Founded in 1872, Shiseido is a powerhouse in the global cosmetics and fragrance business, and has continued to raise the bar with both products, and as is the norm in Japan, also an extremely high level of service. The company has maintained a plush salon and showcase in Tokyo’s leafy Ginza shopping district for quite some time, situated only a few blocks away from its headquarters. The venue has been given a remarkable makeover, and its a project that aims to resonate on a global scale, anchoring Shiseido as a top cosmetics and fragrance brand for all the world to see. The retail space, aptly rebranded as Shiseido The Store, occupies a multiple levels of modern structure, each with a different purpose. The interior design is a collab effort of Oki Sato, head of design at Japanese architecture practice Nendo, and designer Keita Aono.

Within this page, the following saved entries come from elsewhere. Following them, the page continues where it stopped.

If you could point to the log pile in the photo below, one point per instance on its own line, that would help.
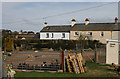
(75, 64)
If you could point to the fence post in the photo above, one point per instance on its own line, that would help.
(62, 59)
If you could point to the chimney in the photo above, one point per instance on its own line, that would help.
(116, 20)
(45, 24)
(86, 21)
(73, 22)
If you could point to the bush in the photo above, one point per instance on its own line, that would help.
(9, 54)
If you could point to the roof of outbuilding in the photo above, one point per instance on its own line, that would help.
(57, 28)
(96, 27)
(83, 27)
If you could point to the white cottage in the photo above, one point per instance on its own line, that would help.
(55, 32)
(113, 52)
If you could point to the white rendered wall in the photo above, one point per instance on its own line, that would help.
(56, 35)
(112, 53)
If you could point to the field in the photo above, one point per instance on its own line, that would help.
(93, 70)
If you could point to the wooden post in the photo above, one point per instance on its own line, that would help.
(62, 60)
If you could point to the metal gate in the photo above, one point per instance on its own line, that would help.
(46, 61)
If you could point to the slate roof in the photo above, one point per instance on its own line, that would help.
(83, 27)
(96, 27)
(57, 28)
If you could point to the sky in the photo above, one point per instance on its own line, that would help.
(28, 16)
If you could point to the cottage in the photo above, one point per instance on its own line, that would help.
(113, 51)
(96, 31)
(55, 32)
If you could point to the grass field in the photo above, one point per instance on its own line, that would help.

The ground floor is a visually spectacular space that upholds Shiseido’s history and core values by subtly incorporating its Camellia-inspired Hanabaki logo in the overall design. The floor, dubbed Beauty Square 1, is dotted with clustered displays situated below a ceiling adorned with intricately designed light fixtures shaped after the aforementioned flower. Here, products of the company’s premium line Clé de Peau Beauté are presented. Alongside the Backlit Filigrain wall, a styling bar is situated for consultations on hair and makeup. One floor up, Beauty Square 2 unfolds in a smilarly spectacular fashion, featuring brightly lit clustered cosmetics and fragrance desks embedded in a space that’s clad in timber floor-to-ceiling. Also to be found on this floor is the beauty up cabin, a separate space for private beauty treatments.
The third floor is home to the sleek and minimalist Beauty Boost Bar + Photo Studio, a section of Shiseido The Store where shoppers can obtain a full makeover and have this transformation captured on film, and comes with a premium salon to sustain a full star treatment. Finally, on the fourth floor, customers are able to indulge in one-on-one beauty sessions held in a private studio. The so-called Select Goods Space displays works by artists Mai Miyake, who designed the store windows, and other artists. A café called Shiseido The Tables, serving bites and drinks, will also open on this floor early next month. Given the significance of the retail space, special attention has also been given to the store windows which feature nature-inspired installations by Miyake, and while shoppers peruse the coveted merchandise, they’ll hear specially commissioned soundtracks by composer Shuta Hasunuma.